Today, St. Valentine’s Day, we celebrate the Maryknoll Sisters Canonical Foundation Centennial!
Good news travels fast. This particular piece of good news began with a phone call received at Maryknoll by Sister Mary Francis Davis on February 12, 1920 from Monsignor Dunne, Chancellor of the Diocese of New York. His glad tidings were for Father James A. Walsh, Co-Founder of the Catholic Foreign Mission Society of America and champion of the Teresians efforts to be recognized by Rome as an official congregation of women religious. Archbishop Hayes of New York received a letter from the Sacred Congregation of Religious in Rome on February 12 granting him permission to establish the Teresians as a diocesan religious institute. On February 14 he exercised this authority by writing the letter that established the Foreign Mission Sisters of St. Dominic. It had taken eight years and three petitions to Rome, but the Teresians’ hopes were finally realized.
Monsignor Dunne directed Sister Mary Francis to tell Father Walsh first, but her excitement was too much to contain. “How could I go rushing over to the Seminary without saying a word to anyone? So I told Sister Fidelia and then Mary Teresa, and then we did get word to the Seminary. We got everyone together here and told them. They put me on top of the table and had me announce the whole thing.” Sister Mary Francis even danced on that table top. “I was carried away. Isn’t it wonderful!”
There was one Teresian missing from the announcement celebration, though. The Maryknoll Sisters Foundress Mother Mary Joseph Rogers was away at Trinity College in Washington D.C. giving a mission talk when the news arrived at Maryknoll. She returned home on February 14 to an elated group of women who could hardly wait to recount what happened. Sister Mary Francis had the privilege of doing so.
Three days later, on February 17, Monsignor Dunne arrived at Maryknoll with the precious document in hand. He handed it to Father Walsh who in turn passed it to Mother Mary Joseph. The women of the Foreign Sisters of St. Dominic, known as the Maryknoll Sisters, traded their uniforms for grey habits, scapulars, white veils and silver medals of the Blessed Virgin Mary.

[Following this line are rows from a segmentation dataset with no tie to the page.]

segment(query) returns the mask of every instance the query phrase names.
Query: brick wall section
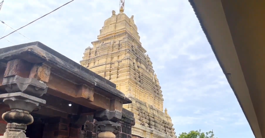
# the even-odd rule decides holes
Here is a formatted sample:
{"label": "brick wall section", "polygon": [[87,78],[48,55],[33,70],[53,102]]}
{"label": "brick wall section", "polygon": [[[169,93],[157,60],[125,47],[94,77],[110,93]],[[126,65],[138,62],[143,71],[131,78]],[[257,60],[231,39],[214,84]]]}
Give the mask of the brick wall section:
{"label": "brick wall section", "polygon": [[62,117],[49,118],[45,121],[42,138],[77,138],[82,127]]}
{"label": "brick wall section", "polygon": [[2,118],[3,114],[10,111],[9,106],[3,103],[0,104],[0,136],[3,136],[6,132],[7,123]]}

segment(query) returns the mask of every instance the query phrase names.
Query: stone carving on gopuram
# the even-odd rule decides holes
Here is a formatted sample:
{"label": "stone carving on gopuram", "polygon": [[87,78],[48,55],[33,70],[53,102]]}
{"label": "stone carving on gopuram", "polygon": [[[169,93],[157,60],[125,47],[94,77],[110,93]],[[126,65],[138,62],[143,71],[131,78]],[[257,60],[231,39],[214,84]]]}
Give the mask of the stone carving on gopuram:
{"label": "stone carving on gopuram", "polygon": [[134,114],[132,137],[176,138],[166,109],[163,112],[161,87],[140,42],[134,16],[129,18],[123,11],[123,6],[117,15],[112,11],[98,40],[86,49],[80,64],[116,84],[132,101],[123,107]]}

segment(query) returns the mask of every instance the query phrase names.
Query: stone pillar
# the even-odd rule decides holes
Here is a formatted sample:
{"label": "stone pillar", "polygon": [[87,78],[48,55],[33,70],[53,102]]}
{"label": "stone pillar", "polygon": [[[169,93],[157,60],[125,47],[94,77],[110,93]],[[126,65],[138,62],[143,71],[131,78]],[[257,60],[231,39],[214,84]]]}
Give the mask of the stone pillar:
{"label": "stone pillar", "polygon": [[8,93],[0,94],[0,99],[9,105],[11,111],[2,116],[7,124],[4,135],[0,138],[26,137],[27,125],[33,121],[30,113],[46,103],[46,101],[36,97],[47,92],[45,82],[48,80],[50,68],[46,67],[20,59],[7,63],[3,85]]}
{"label": "stone pillar", "polygon": [[122,113],[117,110],[98,111],[94,114],[94,118],[97,120],[94,124],[100,129],[99,138],[115,138],[113,132],[114,130],[121,125],[117,123],[121,119]]}
{"label": "stone pillar", "polygon": [[0,138],[26,137],[27,125],[33,122],[33,117],[29,113],[37,108],[40,103],[45,104],[45,100],[18,92],[0,94],[0,98],[9,105],[11,111],[3,114],[2,118],[7,123],[4,136]]}

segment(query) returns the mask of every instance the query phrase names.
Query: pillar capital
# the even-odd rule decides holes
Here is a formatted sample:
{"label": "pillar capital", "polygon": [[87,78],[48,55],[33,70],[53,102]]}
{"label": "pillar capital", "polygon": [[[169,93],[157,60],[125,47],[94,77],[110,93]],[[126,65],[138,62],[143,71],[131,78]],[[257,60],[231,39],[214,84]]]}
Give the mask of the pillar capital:
{"label": "pillar capital", "polygon": [[21,92],[0,94],[0,99],[9,106],[11,111],[3,114],[2,118],[7,122],[7,130],[0,138],[25,138],[27,125],[33,122],[29,113],[46,101]]}
{"label": "pillar capital", "polygon": [[121,125],[117,123],[121,119],[122,113],[116,111],[108,110],[97,111],[94,115],[97,121],[94,123],[100,128],[101,132],[98,134],[99,138],[115,138],[113,133],[114,130]]}

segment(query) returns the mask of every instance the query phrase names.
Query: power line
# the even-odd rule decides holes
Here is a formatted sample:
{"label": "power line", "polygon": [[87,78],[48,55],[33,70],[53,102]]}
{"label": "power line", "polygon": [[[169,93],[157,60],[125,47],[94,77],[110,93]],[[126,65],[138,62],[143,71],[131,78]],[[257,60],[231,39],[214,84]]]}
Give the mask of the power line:
{"label": "power line", "polygon": [[0,10],[1,10],[1,9],[2,8],[2,6],[3,6],[3,4],[4,3],[4,1],[2,1],[2,2],[0,2]]}
{"label": "power line", "polygon": [[0,39],[1,39],[2,38],[5,38],[5,37],[7,36],[8,36],[8,35],[11,35],[11,34],[13,33],[14,33],[14,32],[15,32],[16,31],[17,31],[18,30],[19,30],[19,29],[21,29],[22,28],[23,28],[24,27],[25,27],[25,26],[27,26],[28,25],[29,25],[29,24],[31,24],[32,23],[34,22],[35,22],[35,21],[37,21],[37,20],[39,20],[39,19],[40,19],[41,18],[42,18],[44,17],[44,16],[46,16],[46,15],[47,15],[50,14],[50,13],[51,13],[53,12],[54,12],[54,11],[55,11],[57,10],[57,9],[59,9],[61,7],[63,6],[64,6],[65,5],[67,5],[67,4],[68,4],[68,3],[70,3],[70,2],[72,2],[74,0],[72,0],[72,1],[70,1],[70,2],[67,2],[67,3],[65,3],[65,4],[63,4],[63,5],[62,6],[61,6],[60,7],[59,7],[59,8],[57,8],[57,9],[55,9],[53,11],[52,11],[50,12],[49,12],[49,13],[47,13],[47,14],[46,14],[46,15],[43,15],[43,16],[42,16],[42,17],[41,17],[39,18],[38,18],[38,19],[36,19],[36,20],[33,21],[32,21],[32,22],[30,22],[27,25],[25,25],[25,26],[23,26],[22,27],[21,27],[19,28],[19,29],[18,29],[16,30],[15,30],[15,31],[13,31],[13,32],[11,32],[10,34],[8,34],[8,35],[6,35],[6,36],[4,36],[3,37],[1,38],[0,38]]}
{"label": "power line", "polygon": [[[13,28],[12,28],[12,27],[10,27],[10,26],[9,26],[9,25],[7,25],[6,24],[6,23],[5,23],[5,22],[4,22],[3,21],[1,21],[1,20],[0,20],[0,22],[2,22],[2,23],[3,23],[3,24],[5,24],[5,25],[6,25],[6,26],[8,26],[8,27],[10,27],[10,28],[11,28],[11,29],[13,29],[13,30],[15,30],[15,31],[16,32],[18,32],[18,33],[19,34],[20,34],[20,35],[22,35],[22,36],[24,36],[24,37],[26,37],[26,38],[27,39],[28,39],[28,40],[30,40],[31,41],[32,41],[32,42],[33,42],[33,41],[32,41],[32,40],[31,40],[30,39],[29,39],[29,38],[28,38],[28,37],[26,37],[26,36],[24,36],[24,35],[22,35],[22,34],[21,34],[21,33],[20,33],[19,32],[18,32],[18,31],[16,31],[16,30],[15,30],[14,29],[13,29]],[[4,31],[4,32],[5,32],[5,31]],[[4,33],[3,33],[3,34],[4,34]],[[2,36],[3,36],[3,35],[2,35]]]}

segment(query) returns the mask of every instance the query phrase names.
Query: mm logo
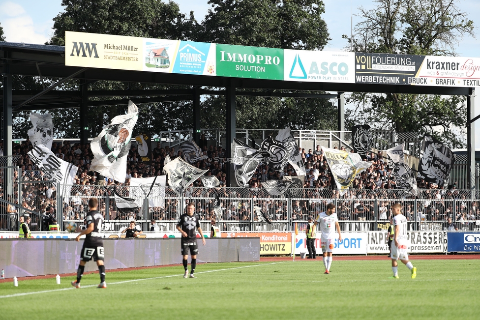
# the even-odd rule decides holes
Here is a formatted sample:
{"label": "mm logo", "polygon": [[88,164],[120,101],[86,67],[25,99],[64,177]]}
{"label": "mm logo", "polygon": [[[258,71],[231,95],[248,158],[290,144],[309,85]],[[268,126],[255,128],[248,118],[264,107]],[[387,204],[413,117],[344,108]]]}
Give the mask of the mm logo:
{"label": "mm logo", "polygon": [[96,43],[89,43],[88,42],[85,42],[85,44],[83,42],[77,42],[76,41],[73,41],[73,48],[72,49],[72,53],[70,54],[71,56],[74,56],[75,55],[74,53],[76,53],[77,57],[79,57],[80,55],[80,52],[82,52],[82,57],[87,57],[87,53],[85,51],[85,49],[87,49],[87,51],[89,53],[89,56],[91,58],[91,54],[93,54],[94,58],[100,58],[98,57],[98,54],[97,53],[97,44]]}

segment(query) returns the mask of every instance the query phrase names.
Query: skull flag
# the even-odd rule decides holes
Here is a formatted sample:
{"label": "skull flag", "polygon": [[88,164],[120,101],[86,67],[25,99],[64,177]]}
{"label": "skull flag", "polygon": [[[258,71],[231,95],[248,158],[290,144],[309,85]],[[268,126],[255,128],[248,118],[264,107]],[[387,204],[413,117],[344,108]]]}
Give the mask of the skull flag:
{"label": "skull flag", "polygon": [[52,116],[49,114],[30,114],[30,121],[31,121],[33,127],[29,129],[27,133],[32,145],[36,146],[41,145],[51,150],[52,143],[53,141]]}

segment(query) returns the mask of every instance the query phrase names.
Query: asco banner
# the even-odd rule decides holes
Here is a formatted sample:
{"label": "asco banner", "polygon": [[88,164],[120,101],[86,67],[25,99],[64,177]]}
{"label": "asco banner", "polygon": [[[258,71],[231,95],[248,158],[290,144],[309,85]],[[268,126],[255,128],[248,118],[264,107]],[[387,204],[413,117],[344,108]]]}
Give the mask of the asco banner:
{"label": "asco banner", "polygon": [[449,252],[480,252],[480,233],[449,232]]}

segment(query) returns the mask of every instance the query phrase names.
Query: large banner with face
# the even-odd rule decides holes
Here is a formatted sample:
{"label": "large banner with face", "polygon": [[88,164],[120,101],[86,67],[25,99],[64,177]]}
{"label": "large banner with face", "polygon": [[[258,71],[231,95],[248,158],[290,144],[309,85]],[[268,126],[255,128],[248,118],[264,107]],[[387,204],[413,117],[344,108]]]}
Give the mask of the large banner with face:
{"label": "large banner with face", "polygon": [[127,170],[126,156],[131,145],[133,128],[138,118],[138,108],[128,101],[127,114],[117,116],[90,144],[93,159],[91,169],[100,174],[125,182]]}
{"label": "large banner with face", "polygon": [[45,171],[45,176],[49,180],[65,186],[61,187],[60,194],[63,197],[69,196],[78,168],[57,158],[50,149],[42,145],[33,147],[28,154],[39,169]]}
{"label": "large banner with face", "polygon": [[30,121],[33,127],[29,129],[27,133],[32,145],[35,146],[41,145],[51,150],[52,143],[53,142],[52,116],[49,114],[30,114]]}

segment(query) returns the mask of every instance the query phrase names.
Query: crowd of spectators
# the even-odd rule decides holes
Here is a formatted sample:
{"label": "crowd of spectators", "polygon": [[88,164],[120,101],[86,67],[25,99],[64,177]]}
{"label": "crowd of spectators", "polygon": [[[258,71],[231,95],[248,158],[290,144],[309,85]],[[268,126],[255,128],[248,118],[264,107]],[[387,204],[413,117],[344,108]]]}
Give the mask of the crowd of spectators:
{"label": "crowd of spectators", "polygon": [[[254,210],[251,207],[250,201],[239,200],[252,198],[254,199],[254,205],[261,208],[268,218],[278,221],[288,219],[286,207],[289,204],[287,201],[275,199],[276,197],[271,196],[263,188],[262,184],[269,180],[283,179],[285,176],[298,176],[299,173],[296,172],[292,166],[287,164],[283,171],[277,172],[268,165],[263,164],[259,166],[249,181],[249,189],[245,188],[241,191],[232,191],[224,188],[226,178],[224,164],[227,156],[225,149],[214,144],[209,143],[203,135],[199,141],[199,146],[207,156],[207,159],[197,161],[192,165],[207,170],[206,175],[216,176],[220,183],[219,187],[210,189],[196,188],[203,186],[201,179],[198,179],[187,188],[185,199],[201,199],[196,203],[201,219],[209,220],[214,218],[212,201],[217,195],[223,199],[229,198],[228,200],[222,201],[223,220],[239,221],[257,220],[259,217],[256,214],[252,216]],[[0,145],[0,147],[2,146]],[[37,183],[47,181],[48,178],[44,172],[36,170],[30,158],[28,153],[32,148],[28,139],[20,144],[13,145],[13,154],[18,157],[16,164],[21,168],[22,180],[24,182],[22,184],[22,203],[20,205],[25,209],[26,212],[39,214],[43,217],[41,223],[45,225],[49,217],[57,215],[57,190],[53,184]],[[345,149],[343,146],[340,148]],[[172,194],[171,197],[167,195],[163,206],[150,207],[149,217],[141,217],[139,216],[138,211],[126,213],[118,211],[113,193],[114,189],[117,186],[123,195],[128,196],[128,188],[121,186],[129,185],[131,178],[162,175],[164,162],[167,155],[171,160],[181,156],[181,151],[178,148],[168,146],[162,147],[159,142],[152,150],[151,163],[146,163],[142,161],[135,144],[132,144],[127,156],[125,180],[121,183],[91,170],[91,162],[93,156],[90,144],[71,144],[68,141],[54,142],[52,150],[57,157],[79,168],[71,189],[71,197],[69,199],[64,199],[64,206],[61,210],[63,220],[83,220],[88,210],[88,199],[92,196],[101,198],[99,209],[105,214],[108,212],[107,219],[111,220],[154,219],[157,221],[173,221],[179,215],[179,200],[174,197],[174,194]],[[298,196],[299,200],[291,203],[293,220],[305,220],[308,215],[314,216],[317,213],[324,211],[327,204],[334,199],[341,200],[337,208],[340,220],[390,219],[390,202],[391,199],[397,197],[397,193],[394,192],[396,184],[391,175],[392,167],[385,161],[381,151],[367,155],[365,160],[371,161],[371,165],[354,179],[351,189],[344,194],[336,189],[331,173],[320,145],[317,145],[314,150],[299,148],[298,151],[304,161],[306,175],[302,193]],[[2,175],[3,172],[0,171],[0,186],[3,185],[2,181],[4,178]],[[18,173],[14,170],[12,189],[14,193],[8,195],[8,200],[14,203],[17,206],[19,206],[17,203],[18,195],[16,193],[18,179]],[[468,223],[469,221],[480,217],[477,203],[466,201],[465,195],[461,194],[457,191],[454,184],[445,189],[442,186],[429,183],[422,180],[419,180],[418,184],[420,189],[419,192],[421,193],[419,198],[422,200],[417,203],[416,210],[412,207],[413,203],[406,205],[404,212],[409,220],[416,220],[416,218],[417,221],[446,221],[450,217],[454,221]],[[105,188],[105,186],[110,187]],[[2,196],[3,192],[3,190],[0,190]],[[108,203],[105,200],[107,196],[110,197]],[[459,204],[455,205],[454,215],[452,215],[454,210],[450,201],[452,199],[460,201],[457,203]],[[185,206],[184,204],[183,207]],[[10,208],[10,211],[11,209]],[[15,210],[18,213],[17,208]],[[414,212],[417,213],[417,217],[414,216]],[[0,229],[5,229],[8,225],[7,221],[10,213],[6,211],[2,211],[2,213]]]}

Each subsequent year on Foundation Day, Mother Mary Joseph offered a reflection to all Maryknoll Sisters on the Congregation’s foundation, identity and work. As I read through some of these reflections, a portion of her 1940 talk stood out. In it she shared that the rejection of their second petition in 1918 was due in part to the opinion of the head of the Sacred Congregation of Religious’ feelings about the suitability of American women for mission: “American girls had not the courage or the strength, that they were too soft and accustomed to luxury, to endure the hardships of mission life, and that any such endeavor as we had in mind was doomed to failure because we were Americans.” Mother Mary Joseph would not let this claim go unchallenged.
Seven years after the Maryknoll Sisters Canonical Foundation, Mother Mary Joseph refuted this assertion in the November 23, 1927 edition of Our Sunday Visitor. She wrote “American Womanhood’s Contribution to the Missions” for the first Mission Sunday held in October 1927. In it she described not only the work of the Maryknoll Sisters but also a number of other American Catholic women religious congregations as evidence of the positive impact women religious were having on the world in the areas of education, health care and economic development especially for under-served women and children. “It is good to realize that in this year of our Lord, 1927, on Mission Sunday, American Catholics can look with justifiable pride upon their own daughters who have already gone…into the mission field and who claim a special share of the prayerful affection and material aid of those in the homeland.”
A century later the Maryknoll Sisters are still “giving witness to God’s love and devoting our lives in service overseas to help those in need.”
Congratulations to all Maryknoll Sisters on your Canonical Foundation Centennial!